A team of direct investors from Canada and the Gulf is set to acquire London City Airport (LCY) from Global Infrastructure Partners (GIP).
The winning consortium comprises Canada’s Alberta Investment Management Corporation, the Ontario Municipal Employees Retirement System and Ontario Teachers’ Pension Plan as well as Wren House Infrastructure Management, the infrastructure investment arm of the Kuwait Investment Authority.
No value has been disclosed for the transaction, but sources close to the matter told Infrastructure Investor the airport has been sold for about £2 billion ($2.8 billion; €2.5 billion). That would value the business at an estimated 28x EBITDA, which stood at £72 million in 2015.

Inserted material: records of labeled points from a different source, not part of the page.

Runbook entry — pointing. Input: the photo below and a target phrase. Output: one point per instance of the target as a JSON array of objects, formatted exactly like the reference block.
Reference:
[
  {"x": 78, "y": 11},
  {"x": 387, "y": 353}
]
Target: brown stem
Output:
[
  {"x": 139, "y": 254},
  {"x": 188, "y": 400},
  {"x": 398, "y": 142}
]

All members of the consortium declined to comment.
The agreement concludes a heated race involving some of the world’s largest direct investors. The winning consortium is understood to have trumped a rival offer by a Public Sector Pension Investment Board-led group, as well as bids by Hong-Kong based conglomerate Cheung Kong Infrastructure and China’s HNA, the owner of Hainan Airlines.
The deadline for submitting bids was last Friday.
The transaction will see GIP divest its entire 75 percent stake in LCY, which the US fund manager acquired in two successive rounds in 2006 and 2008. The firm already held a controlling interest after closing the first deal, when it partnered with AIG Financial Products Corporation to buy the airport from Irish financier Dermot Desmond for £742 million.
Market observers have suggested the hefty price tag associated with the asset may factor in future expansion at the inner-city airport, which reported an 18.8 percent rise in passenger traffic last year to 4.3 million.
However, uncertainty has emerged over plans to boost capacity at the airport to 6 million after London Mayor Boris Johnson vetoed the scheme. LCY is currently appealing the decision.
Willie Walsh, chief executive of British Airways parent International Airlines Group, has also warned he might pull aircraft out of the hub should higher fees be charged by the new owner in an attempt to recoup the high price. British Airways is LCY’s biggest airline.
Highstar Capital, now part of Oaktree Capital Management, has also agreed to sell its 25 percent stake in the business through the transaction. The deal is not subject to regulatory approval.